Although students won’t actually participate in current productions, they will have briefs for non-commercial projects and operate as though they are working on industry-standard projects. ‘The work you do is presented each morning at dailies and you get notes on your shots. You have your work set for the shot you are working on and you work together as a team to deliver the shots on projects that have realistic delivery dates,’ she said. The course is designed to offer practical production skills to help students transition into the industry. ‘We find people finish their Bachelor course with a range of skills and they are well-educated but making the transition to a full time work environment can come as a shock,’ she said. ‘The value of being embedded in a workplace makes a huge difference in terms of the intensity of what you learn and the capacity to translate that into industry standards very quickly.’ Legend of the Guardians: The Owls of Ga’Hoole.

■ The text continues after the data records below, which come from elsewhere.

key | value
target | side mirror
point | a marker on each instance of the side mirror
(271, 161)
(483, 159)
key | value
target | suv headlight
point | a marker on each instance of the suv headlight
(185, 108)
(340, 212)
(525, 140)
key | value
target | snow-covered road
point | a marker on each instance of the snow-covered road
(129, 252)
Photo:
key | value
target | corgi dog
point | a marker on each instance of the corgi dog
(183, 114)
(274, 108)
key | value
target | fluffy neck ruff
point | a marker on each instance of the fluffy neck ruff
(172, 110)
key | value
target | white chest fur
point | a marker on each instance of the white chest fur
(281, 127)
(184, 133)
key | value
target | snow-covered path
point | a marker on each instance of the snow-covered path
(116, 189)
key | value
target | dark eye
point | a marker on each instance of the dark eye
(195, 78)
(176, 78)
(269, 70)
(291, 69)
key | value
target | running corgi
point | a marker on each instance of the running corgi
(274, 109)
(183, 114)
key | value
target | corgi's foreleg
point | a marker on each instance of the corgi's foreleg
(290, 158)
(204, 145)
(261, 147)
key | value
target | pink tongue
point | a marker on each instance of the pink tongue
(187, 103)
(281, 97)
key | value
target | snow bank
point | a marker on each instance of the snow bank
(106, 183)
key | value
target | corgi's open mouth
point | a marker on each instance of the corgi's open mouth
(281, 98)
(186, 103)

McClean said the Academy will act like a start-up of sorts to help fill demand for highly skilled animators. ‘We have a situation with animation and visualisation where the demand for talented people is quite voracious. We are entering into a new growth stage for this industry so felt we needed to establish an approach that would let us provide that real production experience, at industry speed and make it scaleable.’ The future of the industry is in emerging technologies, says McClean, and this course has been designed to push the boundaries of virtual reality and augmented reality – and give students the chance to be pioneers in the animation and visualisation field. ‘New jobs are emerging every day and there will be whole new studios and enterprises arising,’ she said. ‘VR is so hot right now it’s like the sun. One of the things is that graduates of this course will be doing is inventing the next stage of what CGI does in the world.’ The Masters is the first course offering from the Academy, and can take up to 100 students.